Economists tend to be too pessismistic: These errors tend to fall on the side of being too pessimistic, as 57% of all forecasts analyzed were less than the actual market returns, while 43% proved to be too high

☕️ Quick fire happenings to note

🌏 Global macro

  • US Fed indicates slower pace of rate cuts, leading to market dip...: While the US Fed has cut rates by 25bps to 4.25-4.5%, which was consistent with market consensus, the Fed has hinted slower rate cuts ahead, now projecting 2 25bps cut in 2025 vs 4 cuts forecasted in Sep'24. S&P 500 dipped >2% over the news.
  • ... Nevertheless, stocks rose slightly as fresh PCE data show inflation resuming its downward trend: The so-called core personal consumption expenditures price index, which excludes food and energy items, increased 0.1% from October and 2.8% from a year earlier, according to Bureau of Economic Analysis data out Friday. The monthly advance was the slowest since May.
  • UK stocks undervalued?: The UK market, with low valuations, a 4% dividend yield, and defensive sectors like staples and healthcare, is well-positioned for 2025 risks such as trade wars and inflation. Strategists see more upside for the FTSE 100 compared to other European benchmarks.
  • Congressional budget standoff: A bipartisan resolution to maintain the $6.2 trillion federal budget faced backlash from Musk and Trump, leading to a revised plan that failed to pass. A government shutdown looms, risking furloughs for 875,000 workers, national park closures, and potential economic losses, including $11 billion in GDP during the 2019 shutdown.
  • SoftBank’s $100b US investment pledge: SoftBank CEO Masayoshi Son pledged $100 billion for US projects, aiming to create 100,000 AI and tech jobs, despite lacking the funds. Questions loom over financing, echoing challenges from past Vision Fund investments like WeWork.
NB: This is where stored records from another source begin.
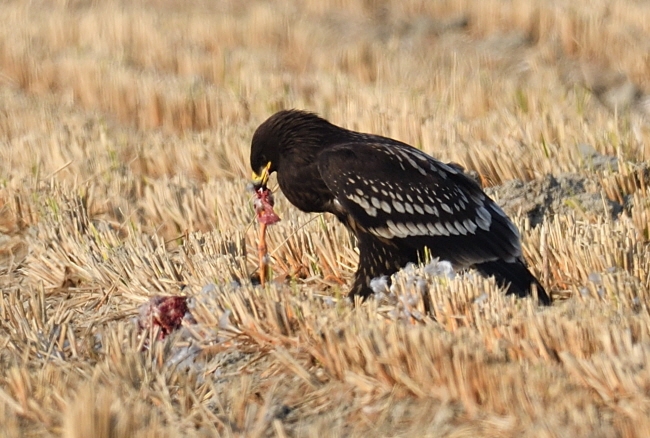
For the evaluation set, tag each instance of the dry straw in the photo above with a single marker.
(124, 136)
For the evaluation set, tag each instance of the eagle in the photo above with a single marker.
(397, 201)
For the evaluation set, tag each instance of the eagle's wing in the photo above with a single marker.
(396, 192)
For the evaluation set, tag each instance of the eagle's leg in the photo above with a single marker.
(377, 258)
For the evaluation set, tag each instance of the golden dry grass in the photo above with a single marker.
(124, 135)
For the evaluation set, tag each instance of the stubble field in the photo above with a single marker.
(124, 138)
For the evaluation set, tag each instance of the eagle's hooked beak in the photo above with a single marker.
(259, 181)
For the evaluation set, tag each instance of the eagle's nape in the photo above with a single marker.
(394, 198)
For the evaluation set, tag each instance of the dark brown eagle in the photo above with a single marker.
(396, 200)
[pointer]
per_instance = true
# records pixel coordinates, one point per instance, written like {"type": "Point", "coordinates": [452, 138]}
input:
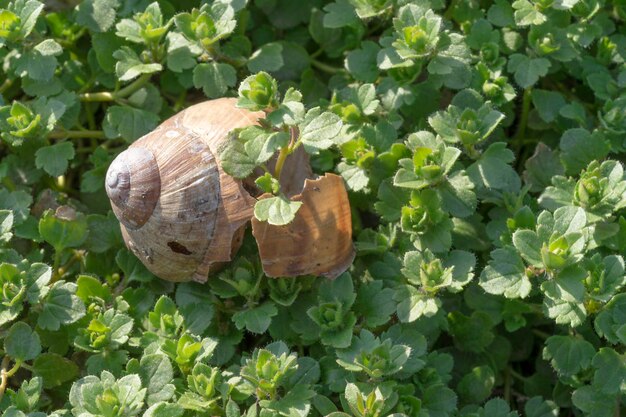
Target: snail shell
{"type": "Point", "coordinates": [180, 214]}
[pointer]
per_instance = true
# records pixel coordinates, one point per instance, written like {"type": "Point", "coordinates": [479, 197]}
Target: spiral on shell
{"type": "Point", "coordinates": [183, 216]}
{"type": "Point", "coordinates": [171, 196]}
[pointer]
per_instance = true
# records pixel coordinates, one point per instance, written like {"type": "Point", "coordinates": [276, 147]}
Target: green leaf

🏦 Individual stocks/companies

  • Nike's turnaround gains momentum: Nike shares surged 12% on better-than-expected earnings under new CEO Elliott Hill, despite an 8% sales decline. Hill aims to refresh products, rebuild wholesaler ties, and secured a key NFL uniform deal through 2038.
  • Amazon Prime Video's bet on MrBeast: MrBeast's Beast Games on Amazon Prime Video is an expensive bet by Amazon (reportedly worth $100m) that at least some of MrBeast's 337m YouTube followers will follow him over to the streaming service.
  • Micron (-14.66% past 5 days) tanks with weak guidance despite EPS beat: The firm, vital for scaling AI inference, posted EPS of $1.79 on $8.71bn revenue, beating expectations. However, its guidance of $1.43 EPS on $7.9bn revenue missed the Street's $1.91 on $8.9bn.
  • Darden Restaurants (+12.66%) rallies with earnings beat: The company beat earnings with in-line revenue as Olive Garden, ~40% of sales, posted 2% same-store growth vs 1.4% expected. Overall sales rose 6%, driven by increased traffic from $50–100k income diners—a positive signal for consumer spending.

🇸🇬 Singapore related

  • SingPost sacks three senior executives, including group CEO, over mishandling of whistleblower's report: SingPost dismissed its CEO, CFO, and international business unit chief after a whistleblower report revealed gross negligence in handling internal investigations and misrepresentations to the audit committee. The board has initiated leadership succession plans to ensure continued operations.